The results of our sensitivity analyses were similar to those of the main analyses (See Supplementary Tables S2 and S3). When changing the degrees of freedom for the temperature, the HRs of high-temperature exposure in the third trimester ranged from 1.649 to 1.761 for normal-weight women, 1.686 to 1.784 for those underweight, and 1.715 to 1.825 for those overweight or obese. Concerning the low temperature, the HRs in the third trimester ranged from 1.358 to 1.512 for normal-weight women, 1.588 to 1.825 for those underweight, and 1.319 to 1.411 for those overweight or obese. The results of various degrees of freedom for the relative humidity were similar. Moreover, compared with the results in the third trimester in Model I, the HRs of high-temperature exposure in Model II were 1.778 vs. 1.761 for normal-weight women, 1.782 vs. 1.784 for those underweight, and 1.869 vs. 1.825 for those overweight or obese; the corresponding HRs of low-temperature exposure were 1.520 vs. 1.512 for normal-weight women, 1.852 vs. 1.825 for those underweight, and 1.390 vs. 1.411 for those overweight or obese, respectively.

4. Discussion

The present large cohort study of 251,257 women in Guangdong, China showed that the risk of PTB rose with extreme temperature exposure during the third trimester, but decreased with cold exposure in the first and two trimesters. The association with low temperature was stronger for underweight women, while the association with high temperature was stronger for obese or overweight women. Our results add to the overall information on associations between extreme temperate exposures and PTB. The findings might also have implications for health workers, government officials, and the public to perform prevention strategies in the context of climate change.

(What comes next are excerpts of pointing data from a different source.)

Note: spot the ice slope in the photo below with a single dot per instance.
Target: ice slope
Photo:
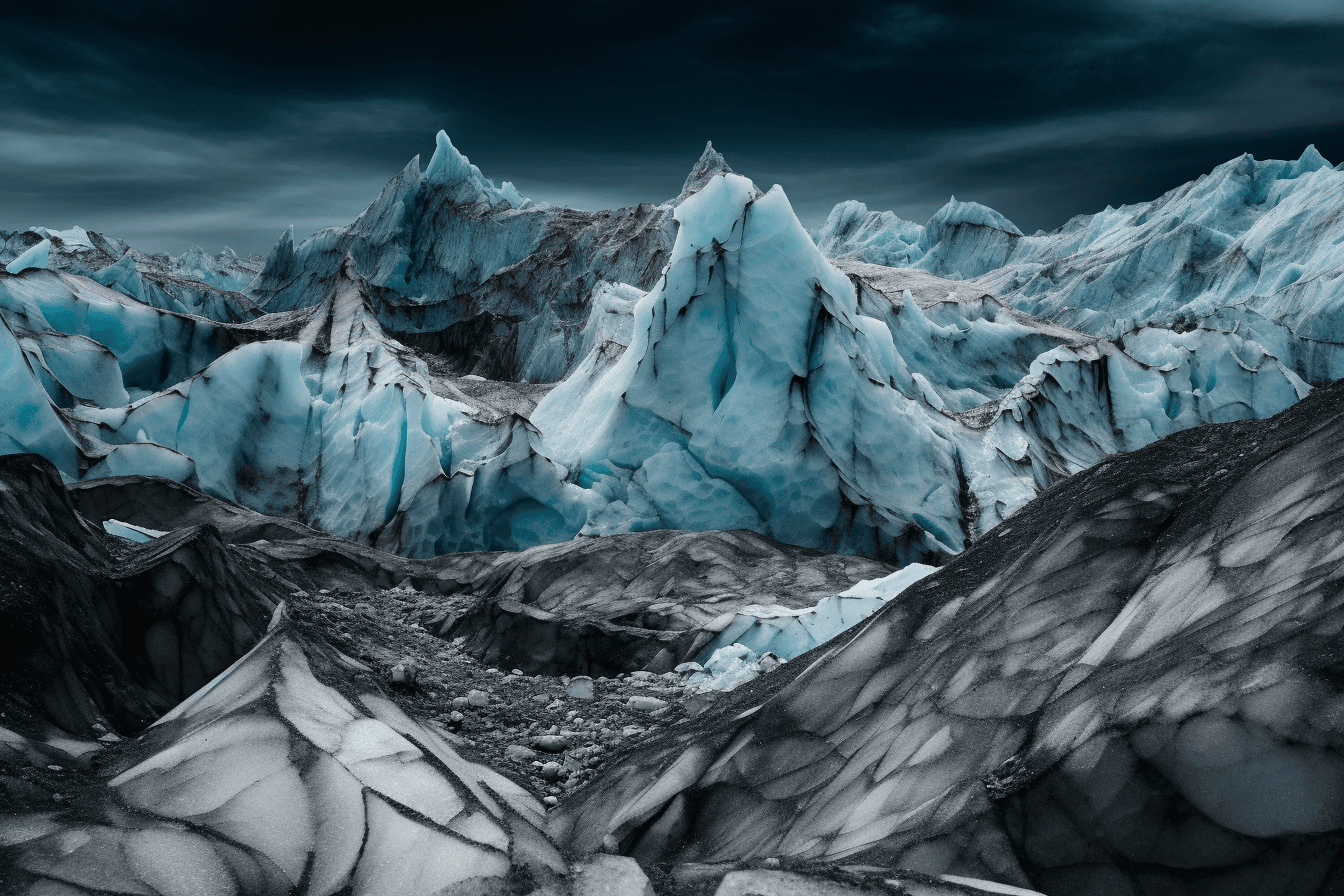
(762, 388)
(342, 430)
(286, 774)
(1253, 246)
(878, 411)
(1130, 687)
(192, 282)
(756, 395)
(473, 273)
(789, 633)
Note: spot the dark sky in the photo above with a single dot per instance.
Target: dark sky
(225, 124)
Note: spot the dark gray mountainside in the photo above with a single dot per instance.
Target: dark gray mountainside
(1128, 688)
(590, 606)
(96, 632)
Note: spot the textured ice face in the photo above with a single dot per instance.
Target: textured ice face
(1128, 687)
(475, 272)
(1253, 246)
(871, 410)
(270, 779)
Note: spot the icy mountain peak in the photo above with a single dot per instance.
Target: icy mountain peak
(956, 214)
(35, 257)
(711, 163)
(450, 168)
(1309, 160)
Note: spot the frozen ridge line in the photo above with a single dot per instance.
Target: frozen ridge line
(870, 410)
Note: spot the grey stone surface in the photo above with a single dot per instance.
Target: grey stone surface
(610, 876)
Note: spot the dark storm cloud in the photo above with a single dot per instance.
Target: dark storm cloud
(214, 125)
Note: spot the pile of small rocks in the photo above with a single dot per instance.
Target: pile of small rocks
(551, 734)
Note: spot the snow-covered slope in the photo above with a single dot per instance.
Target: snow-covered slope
(192, 282)
(1254, 247)
(1130, 687)
(867, 410)
(764, 388)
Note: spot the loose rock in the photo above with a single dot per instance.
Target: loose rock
(643, 703)
(551, 743)
(612, 876)
(579, 688)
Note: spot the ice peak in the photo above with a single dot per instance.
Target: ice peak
(1309, 160)
(34, 257)
(957, 212)
(711, 163)
(446, 165)
(450, 168)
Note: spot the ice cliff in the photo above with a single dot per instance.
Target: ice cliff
(863, 409)
(473, 273)
(1250, 247)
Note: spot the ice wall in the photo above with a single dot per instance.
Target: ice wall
(1253, 246)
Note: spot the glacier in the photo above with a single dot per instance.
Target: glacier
(1251, 247)
(476, 274)
(1125, 688)
(741, 380)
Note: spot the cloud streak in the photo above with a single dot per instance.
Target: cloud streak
(171, 126)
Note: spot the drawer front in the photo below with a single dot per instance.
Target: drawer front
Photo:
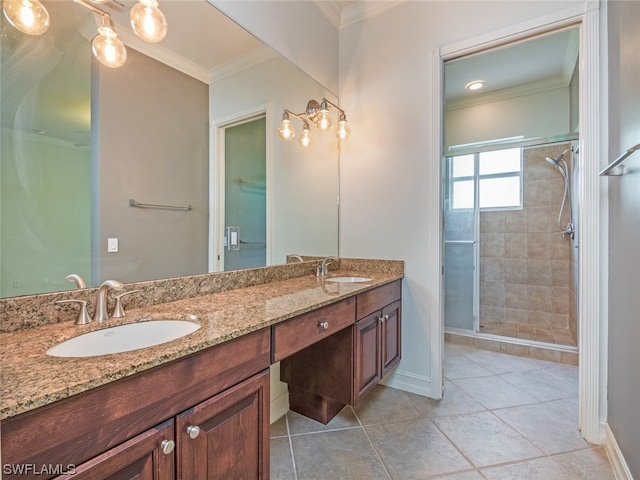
(378, 298)
(299, 332)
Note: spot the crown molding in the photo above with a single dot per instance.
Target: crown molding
(330, 9)
(342, 17)
(365, 9)
(240, 63)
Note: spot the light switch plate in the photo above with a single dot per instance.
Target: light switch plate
(112, 245)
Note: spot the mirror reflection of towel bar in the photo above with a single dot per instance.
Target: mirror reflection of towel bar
(133, 203)
(612, 170)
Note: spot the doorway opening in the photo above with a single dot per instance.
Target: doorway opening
(240, 234)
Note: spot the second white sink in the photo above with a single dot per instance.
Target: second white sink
(123, 338)
(349, 279)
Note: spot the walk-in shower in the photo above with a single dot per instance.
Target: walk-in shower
(510, 275)
(561, 165)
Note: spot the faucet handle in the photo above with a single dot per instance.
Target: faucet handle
(118, 311)
(83, 316)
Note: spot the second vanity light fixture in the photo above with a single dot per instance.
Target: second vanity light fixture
(318, 114)
(147, 22)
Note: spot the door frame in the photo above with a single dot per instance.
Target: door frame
(216, 179)
(592, 298)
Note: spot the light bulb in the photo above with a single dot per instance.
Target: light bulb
(148, 22)
(285, 130)
(324, 120)
(344, 131)
(107, 47)
(305, 139)
(28, 16)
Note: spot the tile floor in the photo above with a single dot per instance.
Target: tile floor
(502, 417)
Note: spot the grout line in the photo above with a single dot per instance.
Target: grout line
(293, 458)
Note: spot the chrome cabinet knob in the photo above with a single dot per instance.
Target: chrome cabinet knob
(167, 446)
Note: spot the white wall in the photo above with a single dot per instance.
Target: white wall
(624, 232)
(541, 114)
(386, 83)
(295, 29)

There is mounting interest in the health impact of extreme weather conditions. Previous systematic reviews found a significant association between extreme temperature and PTB, especially high temperature (13, 28). Our results supported the prior finding that extreme heat elevated the risk of PTB during the whole pregnancy period. Currently, several plausible assumptions support the related mechanism, which attributes the high-temperature effect to the change in maternal hormone secretion and inflammation. To be specific, when heat exposure increases, maternal dehydration occurs, reducing the body fluid level and uterine blood flow (2931). At the same time, the weakened maternal thermoregulation results in the release of cortisol, including increased secretion of oxytocin, prostaglandin, antidiuretic hormone, etc., which stimulates uterine contraction (3234). Moreover, placental inflammation and dysfunction due to heat stress may also contribute to the increased risk of PTB. On the other hand, only a few studies focused on developing countries and involved the effects of cold exposure in their studies. Moreover, whether the impact of cold exposure reduces or increases the risk of PTB remains controversial at present. Overall, more studies reported the effect of cold exposure was harmful rather than protective, supporting a U-shaped association between ambient temperature and PTB (8, 3537). Previous evidence indicated that vasoconstriction and blood viscosity increased in response to cold exposure, possibly reducing placental blood flow and thus affecting fetal growth (10). In our study, cold exposure was protective in the first and second trimesters, similar to the results of a few studies (11, 38). However, the possible physiological processes remain unclear. The variation of cold exposure impacts requires more research to fully clarify the phenomena.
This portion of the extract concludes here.